Desde antiguo fue denominado al modo judío como “parasceve”, preparación, pero el sentido de hoy es Celebración
de la Pasión del Señor. Inicia como día de ayuno por la desaparición del Esposo (Mt 9,15). Este día conmemora la victoria sobre el pecado y sobre la muerte. Desde el siglo IV ha habido un oficio propio de la Palabra, con la lectura
de la Pasión según san Juan, más tarde en el siglo VII se agrega la adoración de la Santa Cruz y se concluía con una
plegaria u oración Universal, es ya en la Edad Media cuando se introduce la Comunión. Durante este día solo se celebra el sacramento de la Penitencia y de la Unción de los enfermos. La sagrada Comunión se distribuye a los fieles solo dentro de la Solemne Acción litúrgica de la Pasión del Señor, los enfermos que no pueden participar de la celebración se puede llevar la Comunión a cualquier hora del día. El altar está totalmente desnudo, sin cruz, sin candelabros y sin mantel.
Esta celebración se desarrolla luego del medio día y más exactamente a las tres de la tarde, a no ser otra hora por
razones pastorales.
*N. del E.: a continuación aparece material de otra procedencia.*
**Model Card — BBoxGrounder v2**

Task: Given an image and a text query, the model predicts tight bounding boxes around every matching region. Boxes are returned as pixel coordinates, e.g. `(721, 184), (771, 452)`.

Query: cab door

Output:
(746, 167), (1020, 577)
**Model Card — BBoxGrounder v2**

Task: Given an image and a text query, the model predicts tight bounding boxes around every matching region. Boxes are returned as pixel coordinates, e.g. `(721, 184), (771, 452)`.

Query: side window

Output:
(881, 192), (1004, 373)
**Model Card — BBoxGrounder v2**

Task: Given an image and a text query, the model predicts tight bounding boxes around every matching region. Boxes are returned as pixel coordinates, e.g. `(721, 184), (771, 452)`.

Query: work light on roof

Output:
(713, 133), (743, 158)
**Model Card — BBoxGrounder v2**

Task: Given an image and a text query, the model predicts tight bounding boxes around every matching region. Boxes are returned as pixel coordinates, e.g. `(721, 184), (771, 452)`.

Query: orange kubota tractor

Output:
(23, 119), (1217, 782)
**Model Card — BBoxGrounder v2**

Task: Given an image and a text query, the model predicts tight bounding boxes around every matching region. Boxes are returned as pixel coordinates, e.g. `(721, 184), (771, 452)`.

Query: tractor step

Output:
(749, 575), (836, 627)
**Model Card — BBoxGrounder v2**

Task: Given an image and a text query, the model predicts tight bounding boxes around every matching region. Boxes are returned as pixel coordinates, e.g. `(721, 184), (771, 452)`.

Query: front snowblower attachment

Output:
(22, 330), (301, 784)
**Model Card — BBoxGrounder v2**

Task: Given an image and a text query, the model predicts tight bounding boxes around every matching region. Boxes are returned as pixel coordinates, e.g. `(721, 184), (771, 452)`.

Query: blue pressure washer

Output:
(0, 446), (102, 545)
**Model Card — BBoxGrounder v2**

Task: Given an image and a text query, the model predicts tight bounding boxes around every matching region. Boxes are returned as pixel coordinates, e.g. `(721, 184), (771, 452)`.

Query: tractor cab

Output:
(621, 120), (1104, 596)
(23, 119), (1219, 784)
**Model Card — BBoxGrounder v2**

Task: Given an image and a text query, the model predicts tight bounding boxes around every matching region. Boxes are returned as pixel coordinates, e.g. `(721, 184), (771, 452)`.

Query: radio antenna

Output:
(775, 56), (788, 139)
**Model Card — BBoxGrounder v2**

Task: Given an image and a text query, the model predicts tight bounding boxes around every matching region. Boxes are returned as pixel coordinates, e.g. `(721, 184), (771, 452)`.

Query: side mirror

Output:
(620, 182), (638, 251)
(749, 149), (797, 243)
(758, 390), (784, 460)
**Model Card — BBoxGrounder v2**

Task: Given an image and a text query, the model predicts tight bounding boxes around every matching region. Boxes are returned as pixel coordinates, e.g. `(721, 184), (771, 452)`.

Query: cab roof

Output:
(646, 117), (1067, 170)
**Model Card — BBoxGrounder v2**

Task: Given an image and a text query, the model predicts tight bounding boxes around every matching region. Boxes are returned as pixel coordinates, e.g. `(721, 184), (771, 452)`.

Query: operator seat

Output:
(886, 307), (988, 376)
Se desarrolla en tres partes. Esta Celebración comienza en silencio, con ornamentos rojos como para la celebración de la santa Misa. El sacerdote se dirige hacia el altar, hecha la debida reverencia, se postra rostro en tierra o permanece de rodillas y se ora en silencio durante algún tiempo, la asamblea se pone de rodillas mientras tanto. El Sacerdote va a la sede, de cara al pueblo y sin hacer ninguna invitación, con las manos juntas hace una de las oraciones que presenta el Misal Romano. La primera parte consta de la Liturgia de la Palabra, tomando al profeta Isaías (52,13-53.12 y su respectivo salmo, luego la lectura tomada de la carta a los Hebreos ( 4,14-16; 5,7-9) y se entona el canto antes del Evangelio. Se lee la pasión de Nuestro Señor según el evangelio de San Juan (18,1 -19,42), el sacerdote hace una breve homilía, teniendo presente que es una impresionante interpretación teológica,
en que la figura de Jesús aparece majestuosa, dueño de sí mismo. San Juan es el único evangelista que tampoco habla del sudor de sangre y la angustia de Getsemaní. Es una pasión triunfal, en que Jesús asume la cumbre de su vida ofreciéndose voluntariamente, hasta la muerte. Es lectura desde la fe. Dentro de esta primera parte está
comprendida la Oración Universal, que esta antecedida por una invitación hecha por un Diácono o un Ministro Laico, según corresponda, y lo hace desde el Ambón, luego de cada invitación se deja un espacio de silencio, el Sacerdote, entre tanto dice la Oración desde la Sede. En este día se ora por: por La Santa Iglesia; por el Papa; Por todos los ministros y por el pueblo de Dios; por los Catecúmenos; por la Unidad de los Cristianos; por los Judíos; por los que no creen en Cristo; por los que no creen en Dios; por los gobernantes de las Naciones; por los
que Sufren.

La segunda parte, inicia con la Adoración de la Santa Cruz. Ésta tiene dos formas para la presentación de la Santa Cruz, la primera dispone que el diacono o algún ministro idóneo, con dos ministros que llevan cirios encendidos,
se dirigen a la sacristía, trayendo procesional mente, por la iglesia hasta el presbiterio la cruz, cubierta con un velo morado. EL Sacerdote recibe la cruz, y de cara al pueblo la va descubriendo, primero la parte superior, mientras tanto va diciendo o cantando este es el árbol de la cruz, donde estuvo clavada la salvación del mundo, a lo cual la asamblea responde diciendo, vamos a adorarlo. Todos se arrodillan durante un breve espacio de tiempo. Luego se
descubre el brazo derecho, haciendo el mismo ritual descrito anteriormente, y por ultimo descubre toda la Cruz, procediendo como se ha hecho en las dos ocasiones anteriores.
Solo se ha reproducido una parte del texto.